- Directed by: Mark Phinney
- Written by: Mark Phinney
- Produced by: Mark Phinney, P.H. O'Brien, Tim Baker, Mel Rodriguez
- Starring: Mel Rodriguez, Ashley Lauren
- Cinematography: P.H. O'Brien
- Edited by: Michael Gill, Bruce Green
- Production company: Kreate Films
- Distributed by: Syndicado
- Release date: September 8, 2013 (Toronto International Film Festival);
- Running time: 91 minutes
- Country: United States
- Language: English

= Fat (film) =

2013 American drama film

Fat is a 2013 American drama film directed by Mark Phinney filmed in Boston, MA. It also showcases the Boston music scene prominently on its soundtrack and music plays a major driving role in the film.

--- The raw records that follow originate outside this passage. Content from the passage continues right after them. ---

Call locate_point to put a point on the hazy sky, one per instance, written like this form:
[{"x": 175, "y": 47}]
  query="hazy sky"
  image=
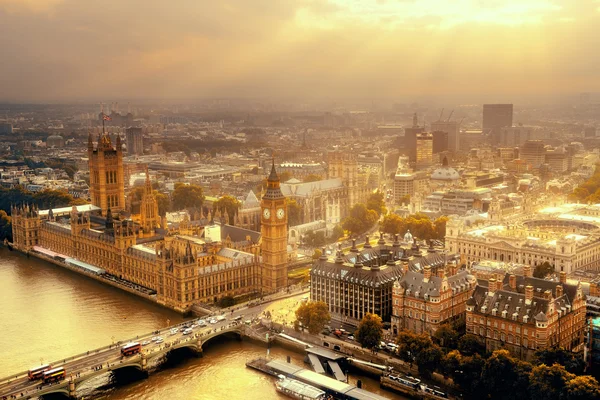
[{"x": 62, "y": 50}]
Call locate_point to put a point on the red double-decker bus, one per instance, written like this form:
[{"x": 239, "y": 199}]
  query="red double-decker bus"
[
  {"x": 131, "y": 348},
  {"x": 38, "y": 372},
  {"x": 54, "y": 375}
]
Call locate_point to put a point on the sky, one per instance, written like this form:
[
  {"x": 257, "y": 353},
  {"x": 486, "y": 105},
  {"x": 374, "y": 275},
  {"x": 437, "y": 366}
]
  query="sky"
[{"x": 494, "y": 50}]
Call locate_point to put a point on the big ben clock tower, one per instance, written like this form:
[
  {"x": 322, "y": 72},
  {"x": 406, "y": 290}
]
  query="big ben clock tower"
[{"x": 274, "y": 235}]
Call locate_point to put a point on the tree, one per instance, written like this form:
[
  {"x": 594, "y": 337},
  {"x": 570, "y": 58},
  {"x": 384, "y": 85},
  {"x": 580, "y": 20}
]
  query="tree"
[
  {"x": 187, "y": 196},
  {"x": 316, "y": 254},
  {"x": 404, "y": 199},
  {"x": 313, "y": 315},
  {"x": 315, "y": 239},
  {"x": 505, "y": 377},
  {"x": 572, "y": 362},
  {"x": 582, "y": 388},
  {"x": 164, "y": 204},
  {"x": 5, "y": 226},
  {"x": 376, "y": 202},
  {"x": 548, "y": 382},
  {"x": 295, "y": 213},
  {"x": 229, "y": 204},
  {"x": 392, "y": 224},
  {"x": 446, "y": 336},
  {"x": 337, "y": 232},
  {"x": 360, "y": 219},
  {"x": 370, "y": 331},
  {"x": 543, "y": 269},
  {"x": 312, "y": 178},
  {"x": 470, "y": 345}
]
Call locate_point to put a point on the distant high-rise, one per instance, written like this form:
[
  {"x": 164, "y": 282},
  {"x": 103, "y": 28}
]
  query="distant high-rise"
[
  {"x": 135, "y": 141},
  {"x": 424, "y": 150},
  {"x": 452, "y": 128},
  {"x": 533, "y": 152},
  {"x": 440, "y": 141},
  {"x": 410, "y": 139},
  {"x": 495, "y": 117}
]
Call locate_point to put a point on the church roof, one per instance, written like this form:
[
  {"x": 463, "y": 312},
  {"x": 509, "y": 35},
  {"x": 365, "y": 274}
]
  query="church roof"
[
  {"x": 251, "y": 201},
  {"x": 306, "y": 188}
]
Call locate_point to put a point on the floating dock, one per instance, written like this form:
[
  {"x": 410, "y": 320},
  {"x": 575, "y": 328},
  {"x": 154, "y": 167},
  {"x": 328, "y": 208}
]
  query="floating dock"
[{"x": 340, "y": 390}]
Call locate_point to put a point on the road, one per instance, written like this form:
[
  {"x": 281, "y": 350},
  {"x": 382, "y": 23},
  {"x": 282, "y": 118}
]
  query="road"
[{"x": 78, "y": 367}]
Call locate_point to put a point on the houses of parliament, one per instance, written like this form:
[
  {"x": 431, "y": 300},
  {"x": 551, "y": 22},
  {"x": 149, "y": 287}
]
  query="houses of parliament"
[{"x": 177, "y": 268}]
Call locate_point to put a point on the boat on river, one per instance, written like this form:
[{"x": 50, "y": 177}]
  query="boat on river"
[{"x": 298, "y": 390}]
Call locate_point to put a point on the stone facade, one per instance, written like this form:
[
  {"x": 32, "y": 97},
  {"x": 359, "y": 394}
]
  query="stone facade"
[{"x": 524, "y": 314}]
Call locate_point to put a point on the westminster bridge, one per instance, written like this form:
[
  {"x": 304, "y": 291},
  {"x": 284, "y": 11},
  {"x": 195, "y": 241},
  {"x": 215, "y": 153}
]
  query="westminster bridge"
[{"x": 83, "y": 367}]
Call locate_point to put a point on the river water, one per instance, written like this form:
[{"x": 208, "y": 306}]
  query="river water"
[{"x": 48, "y": 313}]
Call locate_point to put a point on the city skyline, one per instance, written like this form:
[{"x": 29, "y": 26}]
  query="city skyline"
[{"x": 63, "y": 50}]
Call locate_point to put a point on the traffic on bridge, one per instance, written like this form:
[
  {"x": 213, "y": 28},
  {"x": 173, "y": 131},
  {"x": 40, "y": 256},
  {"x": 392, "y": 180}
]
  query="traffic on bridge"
[{"x": 142, "y": 352}]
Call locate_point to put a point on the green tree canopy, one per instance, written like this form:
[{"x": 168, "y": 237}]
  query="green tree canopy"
[
  {"x": 376, "y": 202},
  {"x": 360, "y": 219},
  {"x": 187, "y": 196},
  {"x": 313, "y": 315},
  {"x": 337, "y": 232},
  {"x": 572, "y": 362},
  {"x": 5, "y": 226},
  {"x": 446, "y": 336},
  {"x": 370, "y": 331},
  {"x": 548, "y": 383},
  {"x": 582, "y": 388},
  {"x": 506, "y": 377}
]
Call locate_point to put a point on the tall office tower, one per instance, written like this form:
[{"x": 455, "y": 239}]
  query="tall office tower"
[
  {"x": 410, "y": 139},
  {"x": 495, "y": 117},
  {"x": 274, "y": 236},
  {"x": 440, "y": 141},
  {"x": 424, "y": 150},
  {"x": 533, "y": 152},
  {"x": 452, "y": 128},
  {"x": 107, "y": 188},
  {"x": 135, "y": 141}
]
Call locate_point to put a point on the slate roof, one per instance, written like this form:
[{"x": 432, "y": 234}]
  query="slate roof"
[
  {"x": 417, "y": 286},
  {"x": 373, "y": 266},
  {"x": 514, "y": 302},
  {"x": 306, "y": 188}
]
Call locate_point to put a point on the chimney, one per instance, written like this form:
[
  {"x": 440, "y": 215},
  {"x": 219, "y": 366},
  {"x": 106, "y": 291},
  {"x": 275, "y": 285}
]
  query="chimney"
[
  {"x": 491, "y": 285},
  {"x": 563, "y": 277},
  {"x": 426, "y": 273},
  {"x": 528, "y": 294}
]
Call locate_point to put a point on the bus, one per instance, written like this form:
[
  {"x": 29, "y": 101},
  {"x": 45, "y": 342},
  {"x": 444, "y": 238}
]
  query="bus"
[
  {"x": 54, "y": 375},
  {"x": 38, "y": 372},
  {"x": 131, "y": 348}
]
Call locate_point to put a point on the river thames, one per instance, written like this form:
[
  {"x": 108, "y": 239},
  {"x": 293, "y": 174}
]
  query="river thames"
[{"x": 48, "y": 313}]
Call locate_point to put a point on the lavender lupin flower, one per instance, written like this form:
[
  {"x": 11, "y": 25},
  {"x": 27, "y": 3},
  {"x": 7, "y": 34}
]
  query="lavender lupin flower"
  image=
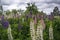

It had its world premiere on September 8, 2013 at the Toronto International Film Festival and stars Mel Rodriguez as Ken, a food-addicted man struggling with getting his life in order.

The film was released in select theaters and via video on demand platforms on December 15, 2015.

==Synopsis==
Ken won't change his ways. Addicted to food, Ken is in bad health, and is headed to an early grave. Despite getting help and advice from his friends and doctors, he does what he wants, when he wants; until a chance encounter with love that might just give him the motivation he needs to save himself."

==Reception==
Critical reception for Fat has been predominantly positive with a 60% fresh score on Rotten Tomatoes. The film has been particularly praised for its gritty, realistic look at food addiction. In its October 30, 2015 issue, The Globe and Mail said, "The story, inspired by the writer-comedian and first-time director Mark Phinney's own life, is told in pseudo-documentary style. A dark film about shame and self-sabotage, Fat is not a pretty picture. The truthful ones rarely are." James Verniere of The Boston Herald gave the film an A−, noting, "What writer/director Mark Phinney’s semi-autobiographical fiction film 'Fat' lacks in subtlety, it makes up for in brutal honesty, insight and genuine rage."

Matt Goldberg of Collider gave the film a more mixed review and a B− grade, but also noted its realistic depiction of the topic: "Fat still manages to hold together long enough to keep its emotional impact intact, and it serves as a cautionary tale without ever feeling preachy. It can disgust, depress, and frustrate, but it doesn’t patronize its audience. Phinney’s film isn’t designed to be motivational but observational. The distance provided by the documentary style makes the strong performances come to us. It’s only when the plot forces a maudlin conclusion that Fat can only mirror the pain of obesity by (to borrow a lyric from Nirvana) taking comfort in being sad."